Optimization of innovative composite sensor for Pb(II) detection and capturing from water samples

Abstract

In developing countries, the lack of analytical infrastructures hindering the regular quality assessments of water quality. The access to affordable, portable and easy-to-use analytical technologies for real-time and on-site water monitoring is necessary to safeguard public health and protect the environment. In this connection, ligand based composite sensor material was successfully developed for optical detection and removal of toxic lead (Pb(II)) ion from water.

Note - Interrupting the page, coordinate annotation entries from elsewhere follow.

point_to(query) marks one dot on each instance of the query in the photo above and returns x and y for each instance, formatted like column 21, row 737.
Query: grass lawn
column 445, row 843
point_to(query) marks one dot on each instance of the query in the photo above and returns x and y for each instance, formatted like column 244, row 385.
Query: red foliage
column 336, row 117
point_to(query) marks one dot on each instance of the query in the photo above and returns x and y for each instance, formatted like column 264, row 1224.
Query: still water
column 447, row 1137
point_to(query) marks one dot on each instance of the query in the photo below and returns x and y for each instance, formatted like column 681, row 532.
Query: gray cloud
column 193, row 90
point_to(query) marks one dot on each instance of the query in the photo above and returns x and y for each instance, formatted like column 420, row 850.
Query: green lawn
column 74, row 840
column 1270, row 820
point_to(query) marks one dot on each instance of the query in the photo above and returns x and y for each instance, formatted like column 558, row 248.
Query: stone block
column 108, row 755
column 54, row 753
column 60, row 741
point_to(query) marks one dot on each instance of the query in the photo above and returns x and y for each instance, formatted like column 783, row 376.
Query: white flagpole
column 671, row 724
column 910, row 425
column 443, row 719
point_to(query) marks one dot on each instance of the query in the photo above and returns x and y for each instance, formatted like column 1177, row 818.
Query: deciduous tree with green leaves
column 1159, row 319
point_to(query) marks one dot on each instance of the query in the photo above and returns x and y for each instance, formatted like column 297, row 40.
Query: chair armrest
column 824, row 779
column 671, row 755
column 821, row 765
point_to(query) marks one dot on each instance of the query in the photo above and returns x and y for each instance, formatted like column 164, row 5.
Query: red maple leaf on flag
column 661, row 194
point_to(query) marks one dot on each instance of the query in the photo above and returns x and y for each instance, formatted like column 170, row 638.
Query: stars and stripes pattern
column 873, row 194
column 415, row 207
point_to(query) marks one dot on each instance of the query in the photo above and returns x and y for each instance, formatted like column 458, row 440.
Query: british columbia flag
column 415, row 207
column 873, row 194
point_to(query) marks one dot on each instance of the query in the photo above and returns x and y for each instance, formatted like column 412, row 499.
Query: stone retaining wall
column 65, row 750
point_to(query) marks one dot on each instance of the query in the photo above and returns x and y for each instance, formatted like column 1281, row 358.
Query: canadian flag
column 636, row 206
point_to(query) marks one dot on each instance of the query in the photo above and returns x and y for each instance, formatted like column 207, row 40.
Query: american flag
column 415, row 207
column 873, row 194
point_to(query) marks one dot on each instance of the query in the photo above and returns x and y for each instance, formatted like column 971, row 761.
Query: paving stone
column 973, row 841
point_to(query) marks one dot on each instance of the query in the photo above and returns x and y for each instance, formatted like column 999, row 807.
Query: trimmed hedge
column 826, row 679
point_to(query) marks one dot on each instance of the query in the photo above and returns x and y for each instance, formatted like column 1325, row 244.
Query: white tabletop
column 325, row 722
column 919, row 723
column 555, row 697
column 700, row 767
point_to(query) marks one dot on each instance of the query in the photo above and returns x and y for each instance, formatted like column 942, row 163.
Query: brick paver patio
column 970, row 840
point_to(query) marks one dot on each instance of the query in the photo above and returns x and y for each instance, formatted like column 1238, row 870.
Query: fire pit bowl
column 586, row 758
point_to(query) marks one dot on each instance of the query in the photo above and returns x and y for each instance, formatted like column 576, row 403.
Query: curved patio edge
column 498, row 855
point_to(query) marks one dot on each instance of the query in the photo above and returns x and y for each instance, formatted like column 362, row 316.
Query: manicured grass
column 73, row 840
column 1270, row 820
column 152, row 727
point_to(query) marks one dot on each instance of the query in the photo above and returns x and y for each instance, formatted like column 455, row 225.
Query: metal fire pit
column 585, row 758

The fabricated sensor was exhibited the specific functionality for Pb(II) detection and removal from aqueous media in ultra-trace level. The Pb(II) ion detection limit was defined as low as 0.24 µg/L with evolving specific color formation at optimum conditions. The solution acidity was the key point for the formation of specific color after addition of Pb(II) ion by the sensor material. The effect of diverse competing ions were not significantly affected in the Pb(II) ion detection. Moreover, the Pb(II) ion removal data were well fitted to the Langmuir model and the maximum adsorption capacity was 155.27 mg/g. The prepared sensor was completely eluted with 0.20 M HCl after optimum Pb(II) adsorption and then simultaneously regenerated into the initial form for the next detection and removal operation after rinsing with water. The performance of the sensor material platform provides an alternative way to detect Pb(II) ion in trace level in real-life water samples. In addition, the methodology can lead to an affordable and portable diagnostic tool for rapid and on-site monitoring of heavy metals pollution in developing countries.